Third, while he may have started out as a part owner of SS Frames, Plaintiff later became SS Frames's president. As president, he verified and signed SS Frames's state tax returns and other documents submitted to state authorities communicating detailed information about SS Frames's business including, for example, SS Frames's employment levels, costs of insurance, and scope of work. Indeed, Plaintiff represented to state authorities that he supervised SS Frames's business on a daily basis. Plaintiff also listed his controller from Carson Concrete as the point of contact at SS Frames for a state audit of SS Frames's workers' insurance coverage.
Fourth, having taken on the mantel of president at SS Frames, Plaintiff learned that SS Frames was not paying state unemployment compensation taxes and failed to make payments to the State Workers' Insurance Fund. Thus, he knew that SS Frames was not complying with, at a minimum, its state legal and financial obligations.
Fifth, Plaintiff admitted that he knew SS Frames had "little experience" in business and subcontracting.

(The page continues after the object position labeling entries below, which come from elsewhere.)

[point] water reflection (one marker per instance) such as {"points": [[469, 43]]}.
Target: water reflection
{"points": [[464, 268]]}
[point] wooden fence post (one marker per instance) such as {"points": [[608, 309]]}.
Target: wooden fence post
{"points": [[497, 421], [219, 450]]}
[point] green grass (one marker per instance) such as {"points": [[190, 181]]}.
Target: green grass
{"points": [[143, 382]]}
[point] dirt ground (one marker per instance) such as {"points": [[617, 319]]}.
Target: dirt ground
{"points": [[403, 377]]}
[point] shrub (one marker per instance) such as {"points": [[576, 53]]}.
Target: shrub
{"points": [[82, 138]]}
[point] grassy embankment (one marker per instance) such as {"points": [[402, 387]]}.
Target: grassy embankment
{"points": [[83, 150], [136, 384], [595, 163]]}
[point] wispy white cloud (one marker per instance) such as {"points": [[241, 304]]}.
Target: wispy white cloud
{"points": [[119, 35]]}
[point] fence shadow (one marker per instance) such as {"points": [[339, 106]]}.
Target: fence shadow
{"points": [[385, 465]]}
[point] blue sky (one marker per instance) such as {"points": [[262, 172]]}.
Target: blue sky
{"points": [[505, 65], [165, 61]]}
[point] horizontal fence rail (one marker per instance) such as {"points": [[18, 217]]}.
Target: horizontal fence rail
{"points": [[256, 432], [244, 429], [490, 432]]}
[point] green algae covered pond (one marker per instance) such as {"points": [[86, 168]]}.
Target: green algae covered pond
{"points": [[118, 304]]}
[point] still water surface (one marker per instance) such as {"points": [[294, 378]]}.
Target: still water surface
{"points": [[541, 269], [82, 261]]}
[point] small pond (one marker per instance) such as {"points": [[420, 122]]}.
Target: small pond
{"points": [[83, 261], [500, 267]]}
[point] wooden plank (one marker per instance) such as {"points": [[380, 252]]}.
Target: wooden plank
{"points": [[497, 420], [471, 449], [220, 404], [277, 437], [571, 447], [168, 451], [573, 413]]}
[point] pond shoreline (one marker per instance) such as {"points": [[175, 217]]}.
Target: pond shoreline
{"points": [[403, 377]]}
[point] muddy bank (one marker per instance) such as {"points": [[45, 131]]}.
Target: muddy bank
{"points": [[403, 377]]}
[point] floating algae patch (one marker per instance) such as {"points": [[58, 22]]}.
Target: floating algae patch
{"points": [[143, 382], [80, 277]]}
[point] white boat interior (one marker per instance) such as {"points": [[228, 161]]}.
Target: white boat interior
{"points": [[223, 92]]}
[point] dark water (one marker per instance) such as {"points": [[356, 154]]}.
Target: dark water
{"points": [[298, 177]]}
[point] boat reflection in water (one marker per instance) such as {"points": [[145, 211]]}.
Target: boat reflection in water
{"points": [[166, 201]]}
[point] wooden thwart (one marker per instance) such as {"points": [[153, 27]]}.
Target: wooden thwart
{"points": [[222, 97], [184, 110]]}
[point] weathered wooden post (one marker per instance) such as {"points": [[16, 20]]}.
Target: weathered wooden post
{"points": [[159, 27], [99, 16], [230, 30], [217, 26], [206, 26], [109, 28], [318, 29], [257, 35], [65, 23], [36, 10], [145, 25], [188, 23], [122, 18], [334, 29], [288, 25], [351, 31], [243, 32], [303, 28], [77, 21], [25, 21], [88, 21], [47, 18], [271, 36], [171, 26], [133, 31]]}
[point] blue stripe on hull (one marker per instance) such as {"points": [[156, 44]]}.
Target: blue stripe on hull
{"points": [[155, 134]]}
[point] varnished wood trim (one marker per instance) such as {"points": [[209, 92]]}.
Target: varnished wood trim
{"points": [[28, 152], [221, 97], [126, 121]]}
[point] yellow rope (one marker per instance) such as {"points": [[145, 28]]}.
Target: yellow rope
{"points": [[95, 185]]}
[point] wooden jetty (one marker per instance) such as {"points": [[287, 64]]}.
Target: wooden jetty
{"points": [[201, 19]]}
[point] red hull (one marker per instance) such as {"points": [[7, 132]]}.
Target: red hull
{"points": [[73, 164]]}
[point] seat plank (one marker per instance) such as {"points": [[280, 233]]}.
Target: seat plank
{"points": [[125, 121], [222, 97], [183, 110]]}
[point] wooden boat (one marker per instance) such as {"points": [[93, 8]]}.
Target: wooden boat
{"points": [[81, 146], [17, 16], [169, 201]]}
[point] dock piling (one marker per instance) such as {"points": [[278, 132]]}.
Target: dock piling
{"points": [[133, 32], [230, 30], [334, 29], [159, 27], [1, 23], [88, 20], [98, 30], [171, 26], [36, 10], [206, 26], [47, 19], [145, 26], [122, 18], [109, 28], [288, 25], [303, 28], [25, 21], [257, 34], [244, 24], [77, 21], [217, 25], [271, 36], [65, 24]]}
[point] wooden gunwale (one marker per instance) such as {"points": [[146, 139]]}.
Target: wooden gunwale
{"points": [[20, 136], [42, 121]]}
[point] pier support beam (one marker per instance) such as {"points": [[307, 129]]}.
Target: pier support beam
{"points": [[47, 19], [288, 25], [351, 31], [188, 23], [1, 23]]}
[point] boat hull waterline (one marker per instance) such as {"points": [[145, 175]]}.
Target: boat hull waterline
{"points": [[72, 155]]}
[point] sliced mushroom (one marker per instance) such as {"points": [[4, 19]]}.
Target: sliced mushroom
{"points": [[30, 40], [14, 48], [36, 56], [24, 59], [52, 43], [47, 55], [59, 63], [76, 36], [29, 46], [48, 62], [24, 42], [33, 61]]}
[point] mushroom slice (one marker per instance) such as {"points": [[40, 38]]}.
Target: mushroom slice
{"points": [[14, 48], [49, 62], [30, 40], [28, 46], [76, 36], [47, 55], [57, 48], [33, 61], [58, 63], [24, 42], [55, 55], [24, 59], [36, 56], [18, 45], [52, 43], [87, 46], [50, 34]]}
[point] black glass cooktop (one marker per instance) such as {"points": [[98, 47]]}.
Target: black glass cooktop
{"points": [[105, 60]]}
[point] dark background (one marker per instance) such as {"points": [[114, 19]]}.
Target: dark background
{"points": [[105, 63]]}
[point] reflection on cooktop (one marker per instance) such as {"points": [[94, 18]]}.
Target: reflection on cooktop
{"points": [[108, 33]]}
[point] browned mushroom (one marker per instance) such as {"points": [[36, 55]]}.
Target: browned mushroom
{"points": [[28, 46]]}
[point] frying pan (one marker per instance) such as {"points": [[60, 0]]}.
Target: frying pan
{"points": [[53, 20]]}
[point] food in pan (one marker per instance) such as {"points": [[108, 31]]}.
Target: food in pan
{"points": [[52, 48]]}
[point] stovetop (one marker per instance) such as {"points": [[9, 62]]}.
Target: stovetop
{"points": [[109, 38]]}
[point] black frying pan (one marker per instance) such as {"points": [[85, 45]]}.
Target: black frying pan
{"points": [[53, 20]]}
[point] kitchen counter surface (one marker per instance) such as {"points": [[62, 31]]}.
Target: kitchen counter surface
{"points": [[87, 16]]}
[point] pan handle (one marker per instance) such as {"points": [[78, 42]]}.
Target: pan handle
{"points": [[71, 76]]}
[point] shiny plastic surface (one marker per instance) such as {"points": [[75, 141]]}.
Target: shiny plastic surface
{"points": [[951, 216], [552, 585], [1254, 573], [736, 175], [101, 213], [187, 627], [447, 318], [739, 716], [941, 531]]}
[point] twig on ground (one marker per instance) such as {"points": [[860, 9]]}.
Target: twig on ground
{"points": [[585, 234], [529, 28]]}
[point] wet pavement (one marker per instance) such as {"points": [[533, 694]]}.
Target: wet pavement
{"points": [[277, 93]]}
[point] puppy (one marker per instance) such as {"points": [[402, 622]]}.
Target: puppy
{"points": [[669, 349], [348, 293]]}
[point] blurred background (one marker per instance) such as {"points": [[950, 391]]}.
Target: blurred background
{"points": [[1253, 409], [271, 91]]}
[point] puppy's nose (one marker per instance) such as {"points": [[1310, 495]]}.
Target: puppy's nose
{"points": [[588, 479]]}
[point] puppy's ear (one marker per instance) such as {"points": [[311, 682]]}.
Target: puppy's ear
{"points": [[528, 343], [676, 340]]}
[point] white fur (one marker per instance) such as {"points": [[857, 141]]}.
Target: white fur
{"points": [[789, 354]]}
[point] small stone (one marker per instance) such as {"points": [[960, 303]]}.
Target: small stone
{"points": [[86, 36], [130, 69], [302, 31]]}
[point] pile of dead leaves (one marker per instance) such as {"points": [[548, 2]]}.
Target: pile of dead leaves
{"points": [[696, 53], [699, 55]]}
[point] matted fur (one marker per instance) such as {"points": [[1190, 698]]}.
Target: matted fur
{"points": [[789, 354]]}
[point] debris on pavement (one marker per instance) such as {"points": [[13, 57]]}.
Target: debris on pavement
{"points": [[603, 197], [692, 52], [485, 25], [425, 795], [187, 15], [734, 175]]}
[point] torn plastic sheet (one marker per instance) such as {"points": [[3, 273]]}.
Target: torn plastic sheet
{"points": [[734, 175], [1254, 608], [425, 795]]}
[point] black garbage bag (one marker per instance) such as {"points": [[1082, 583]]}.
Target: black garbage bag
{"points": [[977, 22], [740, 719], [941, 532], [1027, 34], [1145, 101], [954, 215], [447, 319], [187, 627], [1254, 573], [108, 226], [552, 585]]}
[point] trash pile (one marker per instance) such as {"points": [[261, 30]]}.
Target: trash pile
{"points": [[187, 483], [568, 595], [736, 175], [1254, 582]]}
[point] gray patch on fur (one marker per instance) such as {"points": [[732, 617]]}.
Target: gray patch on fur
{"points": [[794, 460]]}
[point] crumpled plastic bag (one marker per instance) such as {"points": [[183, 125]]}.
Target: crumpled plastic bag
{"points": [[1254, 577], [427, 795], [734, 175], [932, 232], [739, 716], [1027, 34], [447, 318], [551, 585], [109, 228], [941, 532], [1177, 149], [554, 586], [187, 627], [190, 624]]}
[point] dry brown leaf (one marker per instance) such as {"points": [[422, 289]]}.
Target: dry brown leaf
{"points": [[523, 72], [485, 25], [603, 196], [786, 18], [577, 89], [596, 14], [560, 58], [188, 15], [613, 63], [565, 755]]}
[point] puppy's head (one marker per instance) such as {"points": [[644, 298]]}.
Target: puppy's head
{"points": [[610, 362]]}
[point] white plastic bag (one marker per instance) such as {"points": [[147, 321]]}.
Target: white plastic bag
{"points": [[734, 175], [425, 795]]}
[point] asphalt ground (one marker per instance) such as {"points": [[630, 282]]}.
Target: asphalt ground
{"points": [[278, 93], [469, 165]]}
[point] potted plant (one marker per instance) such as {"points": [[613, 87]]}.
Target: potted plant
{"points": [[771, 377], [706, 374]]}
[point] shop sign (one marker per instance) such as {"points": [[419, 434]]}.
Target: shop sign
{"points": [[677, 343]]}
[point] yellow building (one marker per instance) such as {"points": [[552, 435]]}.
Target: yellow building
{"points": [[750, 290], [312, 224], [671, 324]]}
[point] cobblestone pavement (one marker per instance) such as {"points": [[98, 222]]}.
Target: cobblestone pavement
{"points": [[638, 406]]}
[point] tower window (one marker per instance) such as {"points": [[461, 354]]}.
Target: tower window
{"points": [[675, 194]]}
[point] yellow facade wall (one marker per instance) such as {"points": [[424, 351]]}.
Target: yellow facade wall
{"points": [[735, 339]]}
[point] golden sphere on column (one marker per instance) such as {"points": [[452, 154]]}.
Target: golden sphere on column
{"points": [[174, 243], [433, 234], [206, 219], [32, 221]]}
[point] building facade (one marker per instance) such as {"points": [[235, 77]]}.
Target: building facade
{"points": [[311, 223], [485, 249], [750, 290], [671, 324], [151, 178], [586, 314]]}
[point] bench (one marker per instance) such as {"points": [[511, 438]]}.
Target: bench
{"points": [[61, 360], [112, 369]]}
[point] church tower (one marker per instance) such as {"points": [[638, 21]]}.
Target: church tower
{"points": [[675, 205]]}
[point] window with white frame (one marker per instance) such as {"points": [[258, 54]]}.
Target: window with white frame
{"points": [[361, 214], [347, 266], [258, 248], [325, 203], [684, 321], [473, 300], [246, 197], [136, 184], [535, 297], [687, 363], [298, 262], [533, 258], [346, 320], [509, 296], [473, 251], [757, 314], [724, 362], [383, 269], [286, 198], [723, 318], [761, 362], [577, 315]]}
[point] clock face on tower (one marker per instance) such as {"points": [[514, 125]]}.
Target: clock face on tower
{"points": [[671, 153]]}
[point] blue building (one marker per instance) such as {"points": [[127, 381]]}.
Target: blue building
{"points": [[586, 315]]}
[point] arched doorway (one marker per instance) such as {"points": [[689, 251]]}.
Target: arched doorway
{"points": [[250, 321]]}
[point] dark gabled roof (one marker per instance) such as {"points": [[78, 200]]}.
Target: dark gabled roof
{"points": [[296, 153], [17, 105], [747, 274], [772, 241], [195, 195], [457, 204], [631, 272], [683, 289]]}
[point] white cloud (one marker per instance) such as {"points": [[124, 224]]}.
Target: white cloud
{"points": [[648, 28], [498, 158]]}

By contrast, Plaintiff had, in his own words, extensive business and construction experience from "running a high-rise construction company for 50 years."
With the foregoing context in mind, Plaintiff should have known that SS Frames was not paying its employee withholding taxes and that, in view of SS Frames's inexperience, there persisted a grave risk that the taxes were not being paid. Plaintiff was also, as an owner, president with fifty years of experience running a construction company, and, thus, was well-positioned to find out for certain whether the withholding taxes were being paid. Therefore, when Plaintiff prioritized payments on behalf of SS Frames, namely the State Workers' Insurance Fund and the Pennsylvania unemployment compensation authorities, over the IRS, Plaintiff willfully violated his duties as a responsible person under § 6672 by having paid "other creditors in preference to the IRS . . . with reckless disregard." Brounstein, 979 F.2d at 955-56 (quoting Quattrone, 895 F.2d at 928 (internal quotations omitted)).
For the foregoing reasons, Plaintiff's Motion for Summary Judgment is DENIED, and Defendant's Motion for Summary Judgment is GRANTED. An appropriate Order follows.